REXBURG, Idaho — Half a century after the Teton Dam gave way and sent a wall of water crashing through the Upper Snake River Plain, a Rexburg native is working to ensure the stories of those who lived through the catastrophe are not forgotten.
Richard Robison was 13 years old on June 5, 1976, when the earthen dam on the Teton River failed, unleashing a torrent that flowed downstream at roughly one million cubic feet per second. The flood killed 11 people, wiped out the communities of Sugar City and Wilford entirely, and caused approximately $2 billion in damages — one of the costliest dam failures in American history.
Now, through a Substack publication he calls The Teton Letters, Robison is gathering firsthand accounts and family memories from survivors across the region, posting around a dozen stories so far with more in the pipeline.
A Childhood Memory Etched in Stone
For Robison, the disaster is not an abstract chapter in Idaho history. He was a teenager in Rexburg when word spread that the dam was giving way. “My dad got a phone call; he told us the Teton Dam was breaking,” Robison recalled. “We knew there was a wall of water coming, so me and some of the neighborhood kids climbed up on our roof.”
That image — a group of boys perched on a rooftop watching the horizon for floodwaters — captures the scale of fear that swept through the valley that morning. The collapse sent the equivalent of a small ocean surging through communities that had little time to evacuate. Sugar City and Wilford bore the worst of it, their streets, homes, and businesses scoured away by the deluge.
The disaster carried a particular personal weight for the Robison family. Richard’s uncle, Robert Robison, served as the project engineer for the Teton Dam and found himself at the center of a fierce public debate in the disaster’s immediate aftermath. He faced early blame for the failure, a burden that would have been devastating for any professional — let alone a family member of those who had lived through the flood themselves.
Subsequent investigation, however, cleared Robert Robison of responsibility. Investigators determined that the fault lay in the dam’s design phase, not in its construction. Specifically, the design failed to incorporate engineering concepts that were considered standard practice at the time. Robert Robison was ultimately exonerated, but the experience underscored how catastrophic failures rarely have simple explanations — and how quickly blame can fall on individuals before the full picture emerges.
For more historical context on the Teton Dam failure and other significant moments in East Idaho’s past, see our earlier feature: Crashed Trucks, Stolen Safes, and the Teton Dam Collapse: A Week in East Idaho History.

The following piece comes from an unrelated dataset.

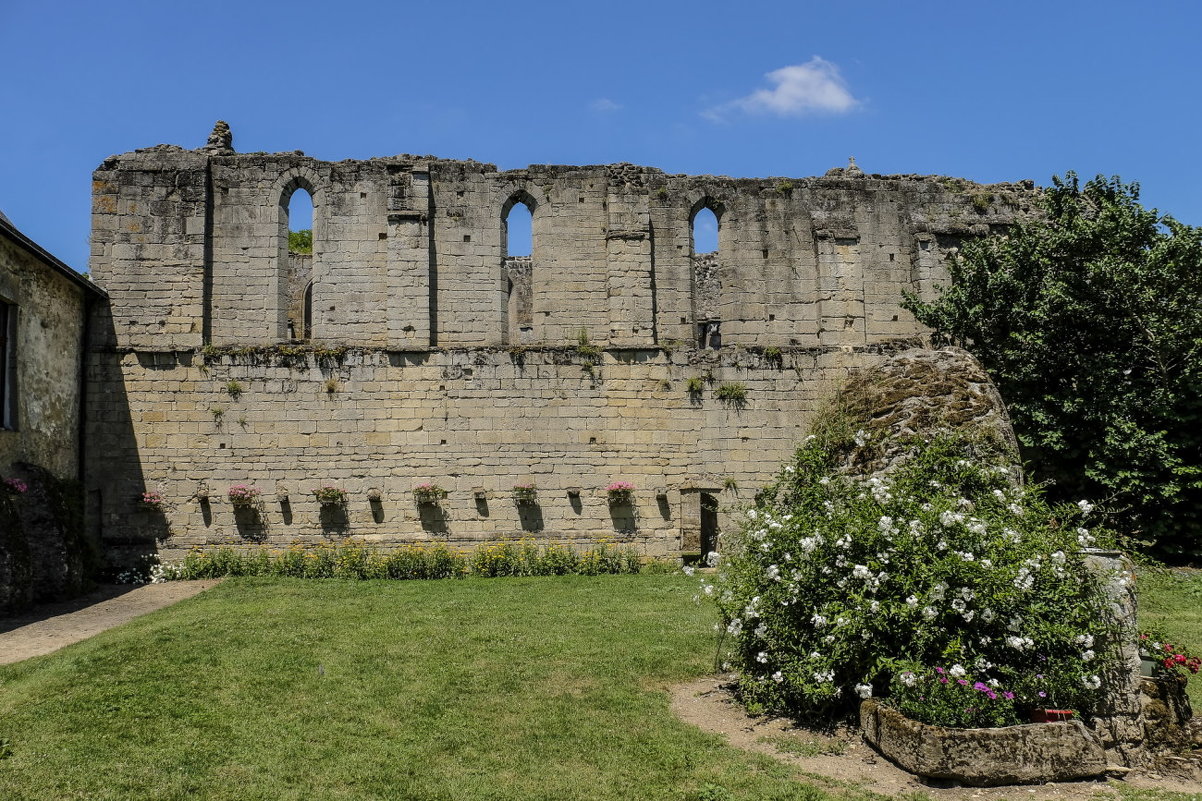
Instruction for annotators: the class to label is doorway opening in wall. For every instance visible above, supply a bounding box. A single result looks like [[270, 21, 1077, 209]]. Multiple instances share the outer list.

Ordinary People, Extraordinary Circumstances
Among the stories Robison has shared on The Teton Letters is an account featuring Elaine Robinson, a Relief Society president who organized care for displaced residents from a Texaco gas station lot in the aftermath of the flooding. Her story reflects a broader pattern that emerges repeatedly in disaster accounts — communities pulling together, neighbors helping strangers, and local leaders stepping into roles no one anticipated.
Robison’s project arrives as East Idaho marks the 50th anniversary of the collapse, a milestone that has brought renewed attention to the 1976 disaster and its lasting imprint on communities throughout Bonneville, Madison, and Fremont counties. The flood reshaped the physical landscape and left a generational memory that residents say still surfaces in family conversations decades later.
The Teton Dam was a Bureau of Reclamation project intended to provide irrigation water and flood control for the Upper Snake River Plain. Its failure prompted national reviews of dam safety standards and influenced federal engineering policy for years afterward.
What Comes Next
Robison has indicated that additional stories are forthcoming on The Teton Letters, with the project continuing to grow as more survivors and their descendants share their recollections. As the 50th anniversary year continues, preservation efforts like his serve as a reminder that major infrastructure disasters leave human legacies long after the floodwaters recede and the rebuilding is complete. Residents and descendants with connections to the 1976 disaster are encouraged to seek out community preservation projects and local historical societies in Bonneville County and the broader East Idaho region to ensure those accounts endure for future generations.